Question

In two alloys, copper and Zinc are related in the ratio of $ 4:1 $ and $ 1:3 $ . 10 Kg of 1st alloy, 16 kg of 2nd alloy and some of pure copper are melted together in which ratio of copper to zinc was $ 3:2 $ . find the weight of the new alloy.
A. 35 Kg
B. 45 Kg
C. 40 Kg
D. 50 Kg

Answer 1

Hint: We first assume the weight of the pure copper. Then we find the individual amount of copper and Zinc in the two alloys that are given. We have to add the individual amounts and then find the ratio of the copper and zinc.
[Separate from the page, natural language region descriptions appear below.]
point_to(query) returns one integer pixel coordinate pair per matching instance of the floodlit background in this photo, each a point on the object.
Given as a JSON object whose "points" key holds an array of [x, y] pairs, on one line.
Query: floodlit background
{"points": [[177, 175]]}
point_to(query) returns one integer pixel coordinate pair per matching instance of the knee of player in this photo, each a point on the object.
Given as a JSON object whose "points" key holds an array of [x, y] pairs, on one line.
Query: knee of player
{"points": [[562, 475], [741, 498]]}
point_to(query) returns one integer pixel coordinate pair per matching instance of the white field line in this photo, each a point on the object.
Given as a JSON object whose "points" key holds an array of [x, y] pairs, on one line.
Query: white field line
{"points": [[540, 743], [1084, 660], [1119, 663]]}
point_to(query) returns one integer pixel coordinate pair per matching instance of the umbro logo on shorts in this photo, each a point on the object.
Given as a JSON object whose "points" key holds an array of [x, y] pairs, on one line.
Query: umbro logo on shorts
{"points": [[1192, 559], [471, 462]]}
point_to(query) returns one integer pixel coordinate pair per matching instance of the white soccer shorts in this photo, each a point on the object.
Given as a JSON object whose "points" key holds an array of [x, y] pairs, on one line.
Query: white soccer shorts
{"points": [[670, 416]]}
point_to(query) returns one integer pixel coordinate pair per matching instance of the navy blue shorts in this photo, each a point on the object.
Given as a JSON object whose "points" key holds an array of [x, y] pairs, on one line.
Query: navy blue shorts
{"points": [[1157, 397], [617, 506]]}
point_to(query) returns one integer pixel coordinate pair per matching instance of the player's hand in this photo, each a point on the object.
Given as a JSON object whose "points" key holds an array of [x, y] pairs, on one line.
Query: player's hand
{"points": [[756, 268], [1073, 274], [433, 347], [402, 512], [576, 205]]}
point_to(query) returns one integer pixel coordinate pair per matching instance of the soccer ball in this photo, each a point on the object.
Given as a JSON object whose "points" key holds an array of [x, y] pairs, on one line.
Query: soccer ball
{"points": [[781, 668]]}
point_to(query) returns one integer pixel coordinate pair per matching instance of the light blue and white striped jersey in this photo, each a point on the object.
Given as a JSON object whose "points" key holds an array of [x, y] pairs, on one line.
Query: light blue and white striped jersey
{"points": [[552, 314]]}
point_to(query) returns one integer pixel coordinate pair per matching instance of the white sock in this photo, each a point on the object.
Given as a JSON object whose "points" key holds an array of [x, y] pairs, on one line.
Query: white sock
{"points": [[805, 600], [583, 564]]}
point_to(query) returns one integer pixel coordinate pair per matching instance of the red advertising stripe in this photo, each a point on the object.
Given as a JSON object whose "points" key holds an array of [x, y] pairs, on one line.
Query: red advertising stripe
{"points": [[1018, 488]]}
Complete step by step solution:
Let’s assume the pure copper that has been added is of weight $ x $ kg.
In 10 Kg of 1st alloy the ratio of copper and Zinc is $ 4:1 $ .
Therefore, the exact weight of individual copper and Zinc is $ \dfrac{10\times 4}{4+1}=8 $ and $ \dfrac{10\times 1}{4+1}=2 $ .
In 16 kg of 2nd alloy the ratio of copper and Zinc is $ 1:3 $ .
Therefore, the exact weight of individual copper and Zinc is $ \dfrac{16\times 1}{3+1}=4 $ and $ \dfrac{16\times 3}{3+1}=12 $ .
The new alloy contains a total amount of copper as $ 8+4+x=x+12 $ and zinc as $ 2+12=14 $ kg.
In new alloy the ratio of copper to zinc is $ 3:2 $ .
Therefore, $ \dfrac{x+12}{14}=\dfrac{3}{2} $ . We solve the equation to get
 $
   \dfrac{x+12}{14}=\dfrac{3}{2} \\
  \Rightarrow 2x+24=42 \\
  \Rightarrow 2x=42-24=18 \\
  \Rightarrow x=\dfrac{18}{2}=9 \;
 $
So, the total weight of the new alloy is $ 10+16+9=35 $ kg. The correct option is A.
So, the correct answer is “Option A”.

Note: It’s better to assume the weight of the pure copper than assuming the total weight for the new alloy as that helps in calculation. The ratio of the items helps us find the proportional fraction value of the respective items.